In the past, suspicious items have led to the closure of airport concourses so that screeners and police officers could sort out whether the item was a threat or not. In most cases, the items are nonthreatening, Airport Police Chief Paul Mason said.
That was the case in February, when a security worker at Lambert noticed the image that looked like a gun on the X-ray machine. The screener was slow to contact police, and the person with the suspicious item was gone by the time law enforcement arrived.
Airport officials cleared Concourse A and unloaded passengers from five planes to be rescreened. They later discovered that the item was a gun-shaped belt buckle. Neither of Lambert's two bomb appraisal officers were on hand to help make that determination immediately. Two more appraisal officers will be added to the airport in the next 18 months, increasing the chance that an officer will be available whenever similar incidents occur.
"The record has proven that where bomb appraisal officers are active, the closures are minimized to the point of being near zero," said Bill Switzer, federal security director, who oversees the TSA's operations in the St. Louis area. The program was developed in 2003. Switzer refined it. The federal government began putting bomb appraisal officers in several airports, including Lambert, in September.

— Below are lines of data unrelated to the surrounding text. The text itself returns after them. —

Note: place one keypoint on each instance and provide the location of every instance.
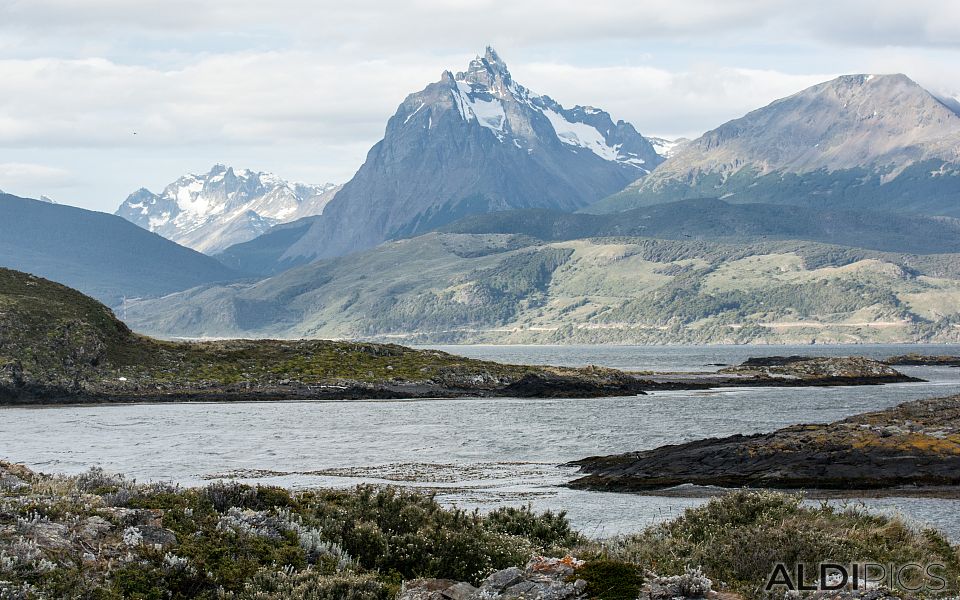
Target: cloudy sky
(303, 88)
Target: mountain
(718, 220)
(212, 211)
(495, 288)
(100, 254)
(858, 141)
(475, 142)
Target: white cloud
(304, 87)
(15, 176)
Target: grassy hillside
(718, 220)
(510, 288)
(102, 255)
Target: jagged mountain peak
(473, 142)
(488, 70)
(840, 141)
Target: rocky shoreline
(912, 448)
(464, 378)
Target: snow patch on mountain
(211, 211)
(485, 91)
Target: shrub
(611, 579)
(738, 538)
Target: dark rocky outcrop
(923, 360)
(914, 444)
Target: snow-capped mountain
(858, 141)
(667, 148)
(475, 142)
(212, 211)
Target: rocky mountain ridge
(474, 142)
(212, 211)
(857, 141)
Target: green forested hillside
(508, 288)
(101, 255)
(719, 220)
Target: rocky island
(912, 449)
(60, 346)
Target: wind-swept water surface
(474, 452)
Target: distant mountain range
(473, 142)
(489, 213)
(717, 220)
(496, 288)
(214, 210)
(879, 142)
(102, 255)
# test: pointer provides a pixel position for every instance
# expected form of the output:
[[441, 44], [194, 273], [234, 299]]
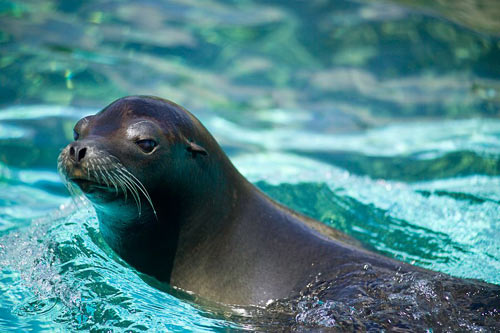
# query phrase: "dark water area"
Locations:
[[378, 118]]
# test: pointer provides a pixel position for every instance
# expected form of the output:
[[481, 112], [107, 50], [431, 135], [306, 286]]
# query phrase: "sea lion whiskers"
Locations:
[[73, 190], [135, 183], [141, 187]]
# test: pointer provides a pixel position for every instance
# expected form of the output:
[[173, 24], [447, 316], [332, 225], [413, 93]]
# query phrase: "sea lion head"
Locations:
[[140, 155]]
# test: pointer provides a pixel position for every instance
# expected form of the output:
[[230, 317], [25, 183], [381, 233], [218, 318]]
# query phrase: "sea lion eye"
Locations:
[[147, 145]]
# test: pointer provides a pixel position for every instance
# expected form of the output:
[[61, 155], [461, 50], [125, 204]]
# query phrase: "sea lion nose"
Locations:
[[77, 151]]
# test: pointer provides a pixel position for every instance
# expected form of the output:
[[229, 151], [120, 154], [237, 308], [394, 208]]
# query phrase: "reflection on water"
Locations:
[[377, 118], [364, 61]]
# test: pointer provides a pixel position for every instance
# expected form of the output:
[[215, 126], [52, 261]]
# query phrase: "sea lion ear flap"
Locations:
[[196, 149]]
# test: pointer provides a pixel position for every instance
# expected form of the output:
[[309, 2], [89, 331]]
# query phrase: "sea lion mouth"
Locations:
[[89, 186], [102, 176]]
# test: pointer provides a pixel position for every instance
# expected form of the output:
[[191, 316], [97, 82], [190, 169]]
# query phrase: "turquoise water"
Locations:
[[373, 117]]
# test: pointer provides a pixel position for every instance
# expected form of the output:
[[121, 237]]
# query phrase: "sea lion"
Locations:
[[170, 203]]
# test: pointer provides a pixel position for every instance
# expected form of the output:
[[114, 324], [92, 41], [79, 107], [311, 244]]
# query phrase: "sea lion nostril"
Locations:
[[77, 153]]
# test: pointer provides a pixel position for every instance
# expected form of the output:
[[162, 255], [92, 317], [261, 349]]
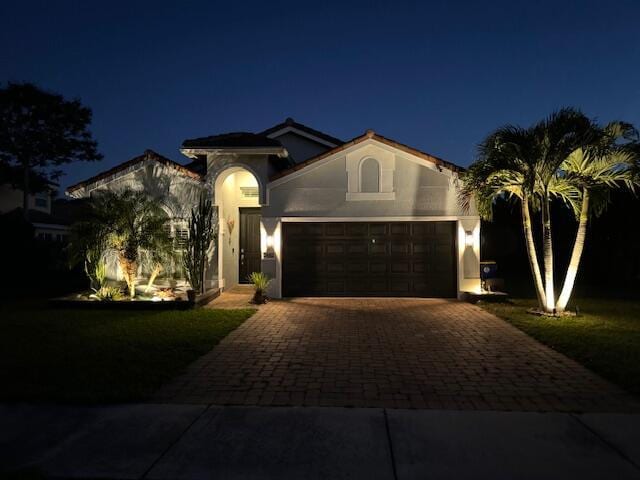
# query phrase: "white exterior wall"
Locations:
[[175, 193], [11, 198], [229, 203], [414, 190]]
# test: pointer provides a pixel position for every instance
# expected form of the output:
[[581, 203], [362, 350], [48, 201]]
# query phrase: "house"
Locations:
[[320, 216], [44, 213]]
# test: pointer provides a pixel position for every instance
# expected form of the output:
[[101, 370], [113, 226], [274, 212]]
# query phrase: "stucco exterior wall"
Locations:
[[300, 148], [411, 189], [176, 194], [419, 191], [229, 204], [11, 198]]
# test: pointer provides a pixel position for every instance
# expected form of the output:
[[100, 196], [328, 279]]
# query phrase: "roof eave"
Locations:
[[193, 152]]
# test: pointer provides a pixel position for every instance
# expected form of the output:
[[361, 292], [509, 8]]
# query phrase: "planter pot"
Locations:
[[259, 298]]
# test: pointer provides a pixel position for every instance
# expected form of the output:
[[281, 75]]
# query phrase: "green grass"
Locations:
[[102, 356], [605, 337]]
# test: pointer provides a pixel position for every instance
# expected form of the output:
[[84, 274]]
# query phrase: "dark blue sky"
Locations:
[[435, 75]]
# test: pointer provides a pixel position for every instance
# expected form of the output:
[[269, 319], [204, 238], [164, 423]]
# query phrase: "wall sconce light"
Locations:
[[468, 238], [270, 253]]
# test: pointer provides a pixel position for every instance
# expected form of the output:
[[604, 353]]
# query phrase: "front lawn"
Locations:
[[102, 356], [605, 337]]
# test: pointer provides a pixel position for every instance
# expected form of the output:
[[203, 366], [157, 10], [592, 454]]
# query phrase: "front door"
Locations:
[[249, 243]]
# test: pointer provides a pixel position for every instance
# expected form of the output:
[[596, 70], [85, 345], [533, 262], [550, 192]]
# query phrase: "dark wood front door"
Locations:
[[392, 259], [249, 243]]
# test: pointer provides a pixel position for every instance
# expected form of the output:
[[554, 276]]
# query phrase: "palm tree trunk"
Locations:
[[130, 272], [25, 190], [531, 252], [152, 278], [547, 245], [576, 254]]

Since then, officers have found elements of improvised explosive devices, Switzer said, but he wouldn't disclose how often or at which airports.
Beside him at Tuesday's press conference was a table of items commonly carried aboard airplanes, such as tubes of toothpaste, shoes and a teddy bear. Bob Henrich, a bomb appraisal officer at Lambert, held up the teddy bear. He reached inside its stuffing and pulled out an explosive.
"Any innocent item, the more innocent the better, can be used to camouflage these threats," he said. "As the threat is fluid and evolving, we must be also."